Драматическое произведение, «никогда не исполнявшееся на сцене», где оно получает всю свою полноценность, лежит вне досягаемости чисто театральной критики, а потому я воздержусь от обсуждения, поскольку Шекспир помог Екатерине II «уложить в драму» ее «домыслы о Рюрике». Скажу лишь, что, если влияние Шекспира было благотворно для драматургии этой просвещенной государыни, — оно (как мы знаем, а не только предполагаем!) оказалось на редкость плодотворным для драматургии высокопросвещенного поэта А. С. Пушкина (1799 – 1837), который, плененный чарами великого Вильяма, создал свой драматический шедевр — «Бориса Годунова».

В порыве увлечения Шекспиром, Пушкин не только отвернулся от великих французских «классиков» XVI – XVII веков, но еще издевательски их высмеял.

О Расине он пишет, что у него «полускиф» Ипполит поднимает перчатку и говорит языком молодого воспитанного маркиза… План и характер «Федры» — верх глупости и ничтожества в изобретении; Тезей — не что иное, как первый Мольеров рогач.

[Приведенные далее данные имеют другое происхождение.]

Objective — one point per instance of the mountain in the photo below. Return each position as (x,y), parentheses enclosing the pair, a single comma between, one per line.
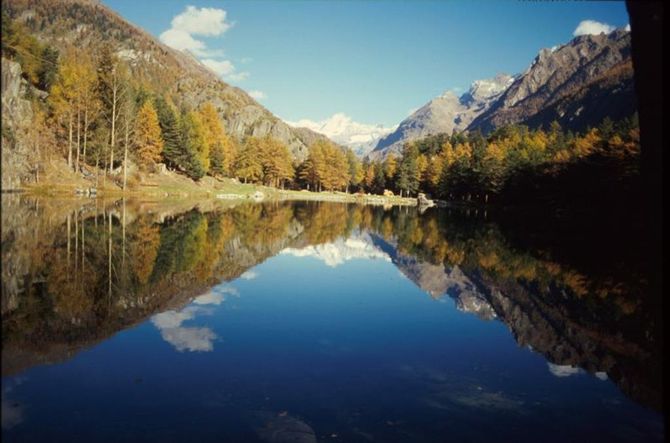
(445,114)
(340,128)
(578,84)
(86,24)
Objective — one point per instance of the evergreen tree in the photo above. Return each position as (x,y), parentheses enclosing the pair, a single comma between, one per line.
(149,143)
(174,154)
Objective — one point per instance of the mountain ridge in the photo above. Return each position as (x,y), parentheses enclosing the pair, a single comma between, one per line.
(577,83)
(87,23)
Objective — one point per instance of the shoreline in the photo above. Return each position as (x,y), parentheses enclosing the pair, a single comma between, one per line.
(226,192)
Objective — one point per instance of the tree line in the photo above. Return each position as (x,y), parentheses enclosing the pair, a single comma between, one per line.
(99,117)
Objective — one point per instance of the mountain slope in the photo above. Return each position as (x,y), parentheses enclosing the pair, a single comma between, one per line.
(340,128)
(86,24)
(578,84)
(444,114)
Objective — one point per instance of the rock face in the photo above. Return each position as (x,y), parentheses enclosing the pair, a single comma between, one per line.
(86,24)
(577,84)
(16,116)
(556,85)
(444,114)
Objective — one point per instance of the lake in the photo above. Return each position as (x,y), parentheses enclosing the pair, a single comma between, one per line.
(276,322)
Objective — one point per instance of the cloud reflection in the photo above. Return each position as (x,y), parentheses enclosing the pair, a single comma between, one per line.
(184,338)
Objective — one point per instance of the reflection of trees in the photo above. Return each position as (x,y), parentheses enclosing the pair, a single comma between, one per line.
(151,266)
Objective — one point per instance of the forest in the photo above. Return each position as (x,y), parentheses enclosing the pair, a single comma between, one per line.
(102,119)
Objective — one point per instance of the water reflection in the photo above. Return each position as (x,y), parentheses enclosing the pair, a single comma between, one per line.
(74,275)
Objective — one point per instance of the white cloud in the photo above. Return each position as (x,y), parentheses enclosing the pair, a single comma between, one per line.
(216,295)
(190,339)
(237,76)
(183,338)
(340,251)
(563,370)
(201,21)
(210,22)
(211,298)
(258,95)
(182,40)
(344,130)
(220,67)
(592,27)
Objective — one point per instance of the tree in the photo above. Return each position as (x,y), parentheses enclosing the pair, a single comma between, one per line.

Ипполит, суровый скифский последыш, не что иное, {240} как благовоспитанный мальчик, учтивый и поучительный.

Высоко ставя достоинства Корнелева «Сида», Пушкин в то же самое время замечает: «Римляне Корнеля суть если не испанские рыцари, то гасконские бароны», и «строгая его муза напудрена и нарумянена».

Думают, что на склад воззрений Пушкина на драму сильно повлиял «Курс драматической литературы» А. В. Шлегеля, появившийся в 1814 г. по-французски, что значительно облегчило Пушкину знакомство с этим классическим трактатом: как известно, по-немецки он разбирался плохо.

Шлегель подвергал обстоятельной критике драматургические взгляды французских классиков, указывал на вред узаконенных единств места и времени и особенно превозносил достоинства английской драмы и ее главы, Шекспира.

Это благоговение к Шекспиру полностью разделял и Пушкин. В одном французском письме он признается: «Я не читал ни Кальдерона, ни Лопе, но что за Шекспир! Как Байрон-трагик жалок в сравнении с ним». «Читайте Шекспира, — пишет он в другом месте, — он никогда не боится скомпрометировать своего персонажа. Он заставляет говорить со всем изобилием жизни, потому что он уверен, что найдет своему персонажу язык, сообразный условиям и места и времени». Подробно разбирает Пушкин характеры Шейлока и особенно Фальстафа. «Лица, созданные Шекспиром, не суть, как у Мольера, типы такой-то страсти, такого-то порока, но существа живые, исполненные многих страстей, многих пороков; обстоятельства развивают перед зрителем их разнообразие и многосложные характеры.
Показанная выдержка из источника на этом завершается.